Blog Post

Day 9 of 31 Days of Disaster Recovery: Use All the Checksums

,

31 Days of Disaster Recovery

31 Days of Disaster Recovery

Welcome to day 9 of my 31 Days of Disaster Recovery series. Today, I want to talk about the three ways you can use CHECKSUM to protect yourself from and identify corruption. Checksum is the default page verification option in SQL Server 2005+ and helps identify corruption to data pages. The other two uses of Checksum are options for the BACKUP and RESTORE commands. When we are done here, hopefully you will be convinced to use all 3 CHECKSUM options.

If you missed any of the earlier posts in my DR series, you can check them out here:

    31 Days of disaster Recovery

  1. Does DBCC Automatically Use Existing Snapshot?
  2. Protection From Restoring a Backup of a Contained Database
  3. Determining Files to Restore Database
  4. Back That Thang Up
  5. Dealing With Corruption in a Nonclustered Index
  6. Dealing With Corruption in Allocation Pages
  7. Writing SLAs for Disaster Recover
  8. Resolutions for All DBAs

CHECKSUM Page Verification

There are 3 page verification options in SQL Server 2005 and newer. Checksum is the current default setting and the most comprehensive. Torn page detection was the default in SQL Server 2000. Torn page detection is less comprehensive because the way it works is to write a 2-bit pattern to the header of the page and then an alternating 2-bit pattern every 512 byte sector. This means it is possible for corruption to occur in a very small area of the page and not be detected. Checksum on the other hand generates a different value if even one bit of data is different. Any amount of corruption will result in a different value and the page will be flagged as corrupted.

Since the default page verification option changed, new databases are protected, but if an older database is upgraded, the page verification option is not changed. If you have really old databases, they may not be fully protected. You should check the page verification option in sys.databases and update those databases.

Here’s the tricky part. If you change the page verification option, you are not automatically protected. It doesn’t automatically rewrite every page to have checksum values when you change it. The next time a page is written to disk, the checksum value is written to the page. My recommendation when changing to checksum page verification is during the next index maintenance period, simply rebuild every index or heap (SQL Server 2008+) rather than rebuilding selectively. This will cause every table and index to be rewritten to disk and ensure that all data structures are protected by checksums.

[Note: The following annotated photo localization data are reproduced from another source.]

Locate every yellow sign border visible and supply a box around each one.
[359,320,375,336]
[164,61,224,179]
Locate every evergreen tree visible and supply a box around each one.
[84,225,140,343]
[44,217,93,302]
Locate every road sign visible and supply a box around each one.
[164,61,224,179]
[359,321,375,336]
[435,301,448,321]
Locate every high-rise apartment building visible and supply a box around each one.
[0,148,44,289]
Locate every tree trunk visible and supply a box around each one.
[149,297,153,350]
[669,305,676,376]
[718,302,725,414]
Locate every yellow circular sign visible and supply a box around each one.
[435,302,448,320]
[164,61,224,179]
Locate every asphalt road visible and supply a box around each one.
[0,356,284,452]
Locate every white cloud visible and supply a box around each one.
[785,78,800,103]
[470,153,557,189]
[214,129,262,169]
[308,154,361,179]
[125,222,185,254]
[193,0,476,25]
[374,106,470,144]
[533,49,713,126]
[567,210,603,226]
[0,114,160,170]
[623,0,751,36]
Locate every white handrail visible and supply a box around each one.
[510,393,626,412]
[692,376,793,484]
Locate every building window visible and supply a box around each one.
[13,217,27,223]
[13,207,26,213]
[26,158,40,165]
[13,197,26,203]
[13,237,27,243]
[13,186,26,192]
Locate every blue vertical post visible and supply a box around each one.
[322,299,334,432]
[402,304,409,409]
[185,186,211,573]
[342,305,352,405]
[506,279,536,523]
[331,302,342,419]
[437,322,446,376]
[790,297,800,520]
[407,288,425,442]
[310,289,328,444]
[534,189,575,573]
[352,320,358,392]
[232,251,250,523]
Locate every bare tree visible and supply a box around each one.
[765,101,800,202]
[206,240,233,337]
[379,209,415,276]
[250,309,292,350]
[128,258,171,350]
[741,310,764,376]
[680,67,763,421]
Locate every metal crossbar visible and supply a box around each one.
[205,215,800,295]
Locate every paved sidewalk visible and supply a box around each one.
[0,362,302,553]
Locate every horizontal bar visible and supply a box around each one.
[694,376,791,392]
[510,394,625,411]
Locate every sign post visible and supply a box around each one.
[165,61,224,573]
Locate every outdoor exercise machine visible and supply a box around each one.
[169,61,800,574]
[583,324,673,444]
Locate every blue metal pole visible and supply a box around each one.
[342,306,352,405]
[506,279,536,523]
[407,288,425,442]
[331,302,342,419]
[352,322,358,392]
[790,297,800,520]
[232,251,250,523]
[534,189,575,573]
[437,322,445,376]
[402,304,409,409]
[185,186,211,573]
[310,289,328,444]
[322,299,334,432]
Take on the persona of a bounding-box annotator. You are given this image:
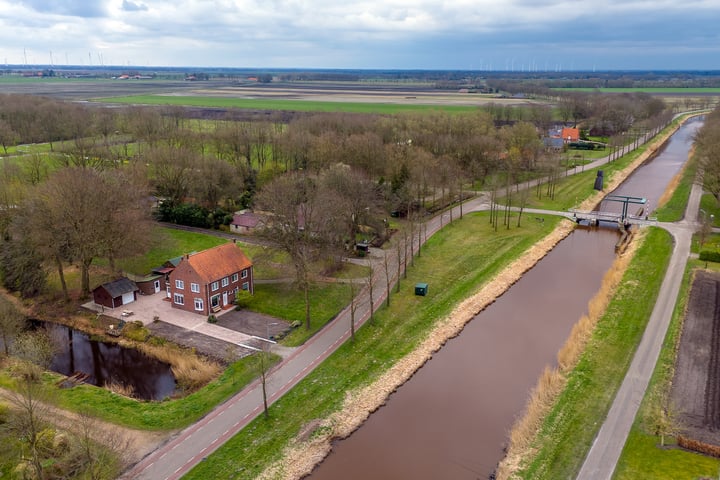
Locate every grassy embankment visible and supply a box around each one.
[613,135,720,479]
[508,226,672,479]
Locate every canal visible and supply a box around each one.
[308,117,704,479]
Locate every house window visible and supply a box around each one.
[211,281,219,291]
[173,293,184,305]
[211,294,220,307]
[231,273,239,283]
[242,282,250,291]
[241,269,248,279]
[191,282,200,293]
[194,298,204,311]
[221,276,229,287]
[175,279,184,290]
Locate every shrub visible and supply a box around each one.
[207,314,217,324]
[234,290,253,309]
[699,250,720,262]
[122,322,150,342]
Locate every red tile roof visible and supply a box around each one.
[561,127,580,142]
[183,243,252,284]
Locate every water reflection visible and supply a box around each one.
[37,321,176,401]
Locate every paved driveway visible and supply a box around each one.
[82,292,278,358]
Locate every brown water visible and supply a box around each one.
[308,118,703,480]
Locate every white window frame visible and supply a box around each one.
[194,298,204,311]
[175,279,184,290]
[231,273,239,283]
[242,282,250,291]
[211,294,220,307]
[191,282,200,293]
[241,269,248,279]
[173,293,184,305]
[211,281,219,292]
[221,276,229,287]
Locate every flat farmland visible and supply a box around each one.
[0,75,549,112]
[99,82,546,113]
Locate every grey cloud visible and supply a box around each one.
[122,0,149,12]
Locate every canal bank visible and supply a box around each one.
[260,117,702,479]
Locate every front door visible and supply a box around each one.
[154,280,160,294]
[222,291,228,307]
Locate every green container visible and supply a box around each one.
[415,282,428,296]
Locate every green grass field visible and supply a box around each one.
[95,94,484,114]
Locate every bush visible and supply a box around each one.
[122,321,150,342]
[234,290,253,309]
[207,314,217,324]
[678,435,720,458]
[699,250,720,262]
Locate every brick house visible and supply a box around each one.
[167,243,254,315]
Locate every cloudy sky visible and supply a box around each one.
[1,0,719,71]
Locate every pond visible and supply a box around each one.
[37,320,176,401]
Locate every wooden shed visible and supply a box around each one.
[92,278,139,309]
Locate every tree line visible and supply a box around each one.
[0,92,671,302]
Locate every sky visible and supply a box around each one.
[1,0,720,71]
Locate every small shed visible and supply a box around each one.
[92,278,139,309]
[125,273,163,295]
[415,282,429,296]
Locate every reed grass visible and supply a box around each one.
[497,229,641,479]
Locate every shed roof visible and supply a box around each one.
[95,277,138,298]
[232,211,261,228]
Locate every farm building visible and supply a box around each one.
[92,278,139,309]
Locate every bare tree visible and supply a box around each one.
[7,330,56,479]
[74,409,131,480]
[256,171,343,330]
[21,167,152,296]
[348,280,358,341]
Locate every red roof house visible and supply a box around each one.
[167,243,254,315]
[230,210,261,235]
[561,127,580,143]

The third page verification option is NONE. This has NEVER been the default page verification option and if you have databases using this option then it is time for someone to find a new job. This option is only set if someone changes it and whether the change was done maliciously or due to not knowing better, that person should not be touching SQL Server.

Backup and Restore With Checksum

The final 2 ways to use checksum is with the backup and restore commands. When you use WITH CHECKSUM with the backup and restore commands, it performs extra checks. If checksums exist on a page (see previous section), it will recalculate the checksum values and ensure that they are still corruption free. This does NOT replace the need to run regular integrity checks with DBCC CHECKDB, but it gives you an extra opportunity to catch corruption. Furthermore, if you backup a database that has become corrupted without using this option, it may complete successfully with no warnings or errors. This often leads to corruption getting backed up and restored to other servers or environments without anyone realizing it. Additionally, when the backup completes, it will generate a checksum for the entire backup.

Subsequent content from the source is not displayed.